Das neue Exzellenzcluster der Universität Bremen „Die Marsperspektive“ ist am 1. Januar offiziell gestartet. Direkt zu Beginn war die Staatsrätin für Umwelt, Klima und Wissenschaft, Karolina Kumar, zusammen mit Vertreter:innen der Senatorischen Behörde bei dem Cluster zu Gast.

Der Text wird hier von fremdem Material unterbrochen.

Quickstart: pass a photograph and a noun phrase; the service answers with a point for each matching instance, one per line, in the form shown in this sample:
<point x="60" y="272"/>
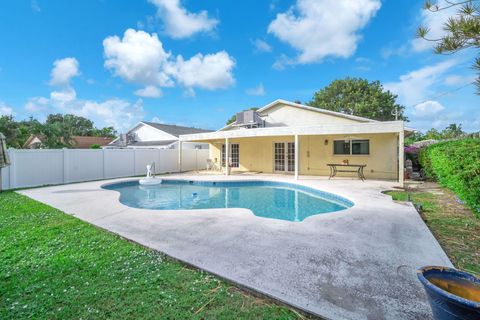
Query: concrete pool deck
<point x="358" y="263"/>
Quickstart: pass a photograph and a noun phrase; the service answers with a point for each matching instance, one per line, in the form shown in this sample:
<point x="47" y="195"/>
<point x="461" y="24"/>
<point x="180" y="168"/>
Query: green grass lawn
<point x="54" y="266"/>
<point x="455" y="227"/>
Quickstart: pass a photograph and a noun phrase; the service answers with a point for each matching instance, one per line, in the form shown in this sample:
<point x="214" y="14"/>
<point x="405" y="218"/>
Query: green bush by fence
<point x="456" y="165"/>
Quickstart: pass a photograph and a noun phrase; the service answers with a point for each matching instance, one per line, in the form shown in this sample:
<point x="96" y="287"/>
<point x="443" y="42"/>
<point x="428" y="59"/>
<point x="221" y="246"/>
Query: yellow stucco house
<point x="287" y="137"/>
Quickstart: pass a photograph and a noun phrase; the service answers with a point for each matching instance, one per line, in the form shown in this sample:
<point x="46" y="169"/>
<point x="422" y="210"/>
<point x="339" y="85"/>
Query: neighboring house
<point x="158" y="136"/>
<point x="77" y="142"/>
<point x="287" y="137"/>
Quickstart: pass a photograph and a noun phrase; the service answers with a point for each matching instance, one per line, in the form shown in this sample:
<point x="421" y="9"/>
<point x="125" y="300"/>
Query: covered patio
<point x="307" y="150"/>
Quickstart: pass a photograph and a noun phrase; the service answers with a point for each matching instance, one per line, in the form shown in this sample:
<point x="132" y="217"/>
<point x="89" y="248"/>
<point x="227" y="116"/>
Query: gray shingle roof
<point x="144" y="143"/>
<point x="175" y="130"/>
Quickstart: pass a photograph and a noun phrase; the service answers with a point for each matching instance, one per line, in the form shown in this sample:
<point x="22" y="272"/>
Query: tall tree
<point x="9" y="128"/>
<point x="462" y="30"/>
<point x="359" y="97"/>
<point x="453" y="131"/>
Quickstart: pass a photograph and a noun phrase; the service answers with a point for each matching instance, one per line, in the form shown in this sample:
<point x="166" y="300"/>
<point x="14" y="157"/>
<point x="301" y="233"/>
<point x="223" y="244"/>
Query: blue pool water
<point x="267" y="199"/>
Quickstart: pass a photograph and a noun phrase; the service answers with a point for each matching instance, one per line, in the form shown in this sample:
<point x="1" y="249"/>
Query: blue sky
<point x="198" y="62"/>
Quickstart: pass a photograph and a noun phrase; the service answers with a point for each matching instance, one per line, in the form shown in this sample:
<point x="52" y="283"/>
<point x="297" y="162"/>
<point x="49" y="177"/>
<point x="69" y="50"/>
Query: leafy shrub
<point x="456" y="165"/>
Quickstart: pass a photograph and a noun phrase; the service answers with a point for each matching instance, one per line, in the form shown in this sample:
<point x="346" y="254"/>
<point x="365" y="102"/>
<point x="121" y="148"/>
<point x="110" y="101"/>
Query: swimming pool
<point x="268" y="199"/>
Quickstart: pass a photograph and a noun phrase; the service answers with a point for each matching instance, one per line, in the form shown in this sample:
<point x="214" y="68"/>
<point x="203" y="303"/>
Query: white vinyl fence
<point x="30" y="168"/>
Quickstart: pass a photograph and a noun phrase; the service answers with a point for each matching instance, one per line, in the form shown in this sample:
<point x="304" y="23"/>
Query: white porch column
<point x="180" y="156"/>
<point x="227" y="156"/>
<point x="296" y="156"/>
<point x="401" y="158"/>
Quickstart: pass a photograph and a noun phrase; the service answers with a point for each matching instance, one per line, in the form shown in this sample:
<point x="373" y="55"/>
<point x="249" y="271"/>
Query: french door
<point x="284" y="157"/>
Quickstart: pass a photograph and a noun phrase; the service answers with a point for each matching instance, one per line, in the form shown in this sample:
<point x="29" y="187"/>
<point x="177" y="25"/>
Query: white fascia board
<point x="357" y="128"/>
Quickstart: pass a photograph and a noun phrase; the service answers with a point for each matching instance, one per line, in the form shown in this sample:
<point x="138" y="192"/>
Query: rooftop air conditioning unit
<point x="249" y="119"/>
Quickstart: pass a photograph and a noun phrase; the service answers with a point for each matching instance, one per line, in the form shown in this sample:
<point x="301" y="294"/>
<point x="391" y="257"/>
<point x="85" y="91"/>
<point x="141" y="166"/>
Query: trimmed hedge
<point x="455" y="165"/>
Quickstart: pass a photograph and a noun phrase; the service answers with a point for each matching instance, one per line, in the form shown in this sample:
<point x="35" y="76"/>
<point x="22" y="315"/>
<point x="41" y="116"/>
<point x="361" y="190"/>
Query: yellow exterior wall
<point x="256" y="154"/>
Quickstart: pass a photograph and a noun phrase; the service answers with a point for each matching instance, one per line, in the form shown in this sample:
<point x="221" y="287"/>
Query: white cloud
<point x="63" y="71"/>
<point x="427" y="108"/>
<point x="5" y="110"/>
<point x="318" y="29"/>
<point x="434" y="22"/>
<point x="63" y="96"/>
<point x="115" y="112"/>
<point x="261" y="46"/>
<point x="140" y="58"/>
<point x="456" y="80"/>
<point x="211" y="71"/>
<point x="417" y="85"/>
<point x="37" y="104"/>
<point x="257" y="91"/>
<point x="149" y="92"/>
<point x="157" y="120"/>
<point x="179" y="23"/>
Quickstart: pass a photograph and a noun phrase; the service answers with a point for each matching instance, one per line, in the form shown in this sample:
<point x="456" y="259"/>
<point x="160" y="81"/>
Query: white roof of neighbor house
<point x="170" y="129"/>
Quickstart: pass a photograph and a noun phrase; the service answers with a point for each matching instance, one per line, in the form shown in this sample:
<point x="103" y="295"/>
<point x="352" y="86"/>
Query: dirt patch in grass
<point x="456" y="228"/>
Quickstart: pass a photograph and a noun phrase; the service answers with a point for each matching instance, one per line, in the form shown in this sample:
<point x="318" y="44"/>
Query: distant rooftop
<point x="175" y="130"/>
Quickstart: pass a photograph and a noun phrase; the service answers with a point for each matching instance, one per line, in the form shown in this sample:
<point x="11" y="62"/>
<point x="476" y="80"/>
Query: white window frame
<point x="351" y="149"/>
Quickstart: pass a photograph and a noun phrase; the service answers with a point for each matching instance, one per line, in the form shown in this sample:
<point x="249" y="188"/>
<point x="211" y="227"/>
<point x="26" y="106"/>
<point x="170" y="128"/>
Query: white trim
<point x="331" y="129"/>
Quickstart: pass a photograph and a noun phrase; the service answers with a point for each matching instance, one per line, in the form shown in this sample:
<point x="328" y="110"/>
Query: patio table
<point x="358" y="168"/>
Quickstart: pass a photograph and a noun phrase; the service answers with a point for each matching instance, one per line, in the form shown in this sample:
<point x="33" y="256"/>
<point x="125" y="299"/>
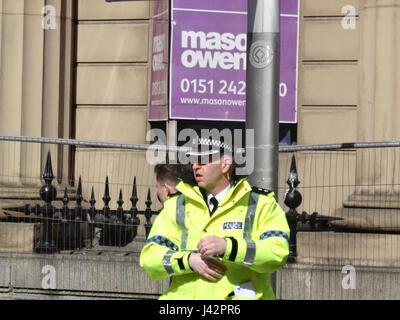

Empfangen wurden Sie von der Präsidentin der Universität, Jutta Günther, welche zusammen mit Marc Avila (Co-Sprecher des Clusters) und Daniel Meyer (Vize-Sprecher des Clusters) der Staatsrätin und ihrem Team einen umfassenden Einblick in die Forschungsvorhaben des Clusters gab.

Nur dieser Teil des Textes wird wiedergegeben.